PRINCETON — The American Cancer Society is in need of more volunteer drivers to support the Road To Recovery program, which provides cancer patients with free rides to treatment.
This year, there will be an estimated 68,560 new cancer cases in Illinois in 2019, and for some, getting to treatments can be their biggest roadblock. A successful transportation assistance program can be a tremendous, potentially life-saving asset to the community. That’s why volunteering for the American Cancer Society’s Road To Recovery program is so important.
“Every day, thousands of cancer patients need of a ride to and from their treatments,” said Kelly Perez, program manager, American Cancer Society. “Even the best treatment can’t work if a cancer patient can’t get there.”
The American Cancer Society currently has dedicated and passionate volunteers throughout Illinois, but the need for drivers is greater than the number of volunteers. In many communities, due to the lack of drivers, transportation needs can go unmet.
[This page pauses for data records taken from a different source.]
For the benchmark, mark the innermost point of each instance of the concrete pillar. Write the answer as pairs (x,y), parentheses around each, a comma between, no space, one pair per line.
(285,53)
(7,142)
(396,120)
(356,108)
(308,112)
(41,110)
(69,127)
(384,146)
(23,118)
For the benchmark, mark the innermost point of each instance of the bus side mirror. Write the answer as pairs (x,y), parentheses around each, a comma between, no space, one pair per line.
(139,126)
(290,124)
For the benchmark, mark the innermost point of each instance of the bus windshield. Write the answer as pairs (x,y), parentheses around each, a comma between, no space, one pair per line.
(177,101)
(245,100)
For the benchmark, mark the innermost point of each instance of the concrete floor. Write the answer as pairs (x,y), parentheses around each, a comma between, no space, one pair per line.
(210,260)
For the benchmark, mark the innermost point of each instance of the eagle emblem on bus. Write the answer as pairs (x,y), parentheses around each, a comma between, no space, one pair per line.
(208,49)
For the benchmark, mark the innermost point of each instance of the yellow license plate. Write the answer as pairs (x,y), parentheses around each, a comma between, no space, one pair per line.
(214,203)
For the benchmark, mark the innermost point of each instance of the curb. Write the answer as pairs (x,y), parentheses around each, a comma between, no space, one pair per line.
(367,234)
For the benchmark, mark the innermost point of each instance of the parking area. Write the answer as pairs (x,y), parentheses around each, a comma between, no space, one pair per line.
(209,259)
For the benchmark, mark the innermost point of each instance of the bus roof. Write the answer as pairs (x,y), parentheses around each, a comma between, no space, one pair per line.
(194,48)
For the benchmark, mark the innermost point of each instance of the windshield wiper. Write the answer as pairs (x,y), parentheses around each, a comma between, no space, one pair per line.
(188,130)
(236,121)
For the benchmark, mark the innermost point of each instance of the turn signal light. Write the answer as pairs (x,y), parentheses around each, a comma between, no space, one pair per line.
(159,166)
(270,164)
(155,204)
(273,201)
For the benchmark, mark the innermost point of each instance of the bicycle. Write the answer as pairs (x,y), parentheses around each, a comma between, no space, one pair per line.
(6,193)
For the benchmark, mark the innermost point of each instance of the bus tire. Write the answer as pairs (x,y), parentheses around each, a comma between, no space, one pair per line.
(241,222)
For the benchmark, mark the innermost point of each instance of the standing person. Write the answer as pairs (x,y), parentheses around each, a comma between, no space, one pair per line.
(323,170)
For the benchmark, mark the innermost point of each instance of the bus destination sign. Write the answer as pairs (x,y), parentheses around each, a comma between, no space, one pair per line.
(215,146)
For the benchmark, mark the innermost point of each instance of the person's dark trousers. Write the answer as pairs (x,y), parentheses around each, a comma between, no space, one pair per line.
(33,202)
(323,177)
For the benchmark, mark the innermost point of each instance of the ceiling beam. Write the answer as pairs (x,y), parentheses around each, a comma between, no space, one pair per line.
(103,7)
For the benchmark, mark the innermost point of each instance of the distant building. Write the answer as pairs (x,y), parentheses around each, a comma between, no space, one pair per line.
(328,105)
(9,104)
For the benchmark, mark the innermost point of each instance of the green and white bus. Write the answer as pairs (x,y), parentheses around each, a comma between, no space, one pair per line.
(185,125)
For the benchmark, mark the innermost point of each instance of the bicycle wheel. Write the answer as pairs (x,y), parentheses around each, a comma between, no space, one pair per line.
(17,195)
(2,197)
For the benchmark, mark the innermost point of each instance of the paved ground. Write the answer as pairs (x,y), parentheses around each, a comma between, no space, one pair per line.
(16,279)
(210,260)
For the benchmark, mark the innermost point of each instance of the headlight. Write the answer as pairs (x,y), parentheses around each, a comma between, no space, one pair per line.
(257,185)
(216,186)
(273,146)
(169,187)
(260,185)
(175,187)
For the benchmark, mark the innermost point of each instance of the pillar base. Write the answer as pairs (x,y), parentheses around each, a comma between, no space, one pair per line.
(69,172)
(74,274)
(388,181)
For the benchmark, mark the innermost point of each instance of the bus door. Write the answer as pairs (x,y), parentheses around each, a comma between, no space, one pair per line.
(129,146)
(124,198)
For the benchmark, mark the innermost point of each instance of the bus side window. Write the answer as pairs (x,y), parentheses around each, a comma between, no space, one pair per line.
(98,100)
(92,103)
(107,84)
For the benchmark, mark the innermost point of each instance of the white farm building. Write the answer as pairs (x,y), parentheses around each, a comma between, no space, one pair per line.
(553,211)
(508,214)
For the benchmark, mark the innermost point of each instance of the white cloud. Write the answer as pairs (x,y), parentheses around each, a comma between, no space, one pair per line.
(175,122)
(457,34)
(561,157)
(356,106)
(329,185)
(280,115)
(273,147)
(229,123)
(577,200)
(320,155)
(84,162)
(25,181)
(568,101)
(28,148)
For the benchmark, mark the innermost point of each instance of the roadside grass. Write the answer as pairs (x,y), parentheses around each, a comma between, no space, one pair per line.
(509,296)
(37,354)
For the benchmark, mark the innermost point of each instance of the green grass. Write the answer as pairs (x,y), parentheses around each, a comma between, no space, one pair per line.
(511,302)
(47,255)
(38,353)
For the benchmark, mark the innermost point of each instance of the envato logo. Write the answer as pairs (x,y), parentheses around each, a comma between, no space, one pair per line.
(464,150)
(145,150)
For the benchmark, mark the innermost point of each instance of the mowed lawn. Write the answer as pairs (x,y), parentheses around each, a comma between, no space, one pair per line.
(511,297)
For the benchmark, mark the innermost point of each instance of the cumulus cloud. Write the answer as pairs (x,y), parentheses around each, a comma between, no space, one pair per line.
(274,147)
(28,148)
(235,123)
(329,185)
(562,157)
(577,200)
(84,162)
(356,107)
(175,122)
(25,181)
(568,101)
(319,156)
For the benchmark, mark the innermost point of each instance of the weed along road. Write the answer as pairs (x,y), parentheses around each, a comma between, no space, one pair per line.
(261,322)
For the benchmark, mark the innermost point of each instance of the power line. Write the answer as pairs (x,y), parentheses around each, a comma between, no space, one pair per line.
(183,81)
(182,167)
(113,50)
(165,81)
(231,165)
Volunteer drivers are needed to help give cancer patients a much-needed ride. The organization screens and trains all volunteer drivers, and coordinates the rides for patients. Volunteer drivers donate their time and can provide as many rides as they want.
All drivers must have a current, valid driver’s license; a good driving record; access to a safe and reliable vehicle; regular desktop, laptop or tablet computer access; and proof of car insurance.
The American Cancer Society stands shoulder to shoulder with cancer patients and those supporting them, focused on improving patient access to quality care, including transportation.